也許是心理作用,「死」這個字眼,令他莫名心驚。
「那你娶不娶?」她得意地威脅。
妥協地幽然長嘆一聲,秋若塵將她深深納入胸懷,以及心房。「你想什麼時候成親?」
「愈快愈好。」沒有矯情的嬌羞,也沒有造作的含蓄,她愉快地道出心願。
「明白,我便修書請姑丈着手安排咱們的婚事,這樣可以嗎?」
起未完的話題,她仰首問:「今天那個人,想暗算的,是你吧?」
那似乎是再明顯不過的事了。他也沒打算隱瞞她。
「是的,他叫龔至堯。信嗎?這個人,原是一介文弱書生,與我一般,有個自小訂親、青梅竹馬的未婚妻。是上天捉弄吧?他未來的岳丈,與我有生意上的往來,當然,我也見過他的未婚妻幾次面,卻怎麼也沒想到,那名溫婉沉靜的千金閨秀,會對我芳心暗許。」
「愛女心切的許老爺,幾度向我提過婚事,我沒答允。直到有一日,許姑娘親自找上門來,親訴情衷,以爲我是礙於她有婚約在身,不恥奪人所愛,先是堅決退掉了婚事,然後才告訴我,因爲我的出現,她才發現她從未愛過她的未婚夫,她無法再履行這椿被指定的婚事……」
「我不知道我究竟是做了什麼,讓她有這樣的錯覺,但是我知道,不論她有無婚約,我都不可能允婚,因爲我在等另一個女孩、一個早她很多年便教我許婚的女孩。
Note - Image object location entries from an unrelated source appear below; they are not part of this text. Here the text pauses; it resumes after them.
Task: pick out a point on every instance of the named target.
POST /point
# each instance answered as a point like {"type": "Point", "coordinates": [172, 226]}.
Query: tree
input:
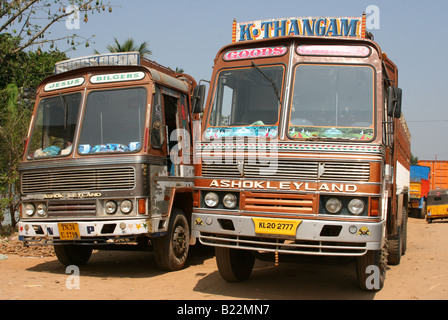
{"type": "Point", "coordinates": [24, 72]}
{"type": "Point", "coordinates": [128, 46]}
{"type": "Point", "coordinates": [23, 20]}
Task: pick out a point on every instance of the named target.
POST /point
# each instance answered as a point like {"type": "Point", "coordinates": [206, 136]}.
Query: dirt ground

於是,我回絕了她,沒想到……或許是我措詞失當吧!遭措當夜,她便羞愧難當,懸樑自縊了。」
靈兒驚抽了口氣。「那……那她……」
「是的,香消玉損。也就因爲這樣,龔至堯恨我入骨。他愛他未婚妻至深,所以忍痛退讓,成全她一切希求,不怨我橫刀奪愛,只要我好好善待她,給她幸福。然而,事情卻演變成這樣。你想,他有可能諒解我嗎?不,不可能的。他早認定是我誘拐了他的未婚妻,又始亂終棄,逼得她羞憤自盡,他怎可能放過我?」
「文質彬彬的少年郎,一夕間被仇恨所駕馭,習武研毒,爲的,就是手刃我這薄情郎,送我去見他的未婚妻,讓她九泉之下能夠瞑目。」他自嘲地苦笑,接續道:「忍讓他至今,是因爲於心有愧。我不殺伯仁,伯仁卻因我而死,這道義責任,我逃不掉。今天要不是因爲我,他們會是一對恩愛的夫妻。」
「話不能這麼說!那許姑娘又不愛她的未婚夫,今天就算沒有你,早晚也是怨偶一對。再說,是許姑娘自己心志不夠堅定,又沒勇氣承擔後果,哪能怪你?要換成我,頂多把淚一抹,再找個好男人捲土重來嘛,誰要她笨得去上吊?」
「靈兒,厚道點。人家都往生了,給她留點尊嚴。」他清楚靈兒本性中的善良,只不過這張嘴卻是得理不饒人。
「你倒挺心疼她的嘛,說說都不行。」她悶聲咕噥。
像聽出了什麼,他意外地瞥向她。「你……在吃醋?」
「你管我!我就要捧醋狂噴,酸死你!怎樣?」她倔強的回嘴。
滿懷的煩悶,全讓這嬌俏可人的小丫頭給攪散。「怎樣是嗎?」他溫柔地捧起小臉,輕輕將脣印下。「我會這樣。」
旖旎多情的夜,無聲勝有聲。
佳期一定,靈兒被「打包遣返」的命運是逃不掉了,雖然她平日是丟人現眼慣了,但是迎親一事仍得照着習俗來,以免貽笑大方。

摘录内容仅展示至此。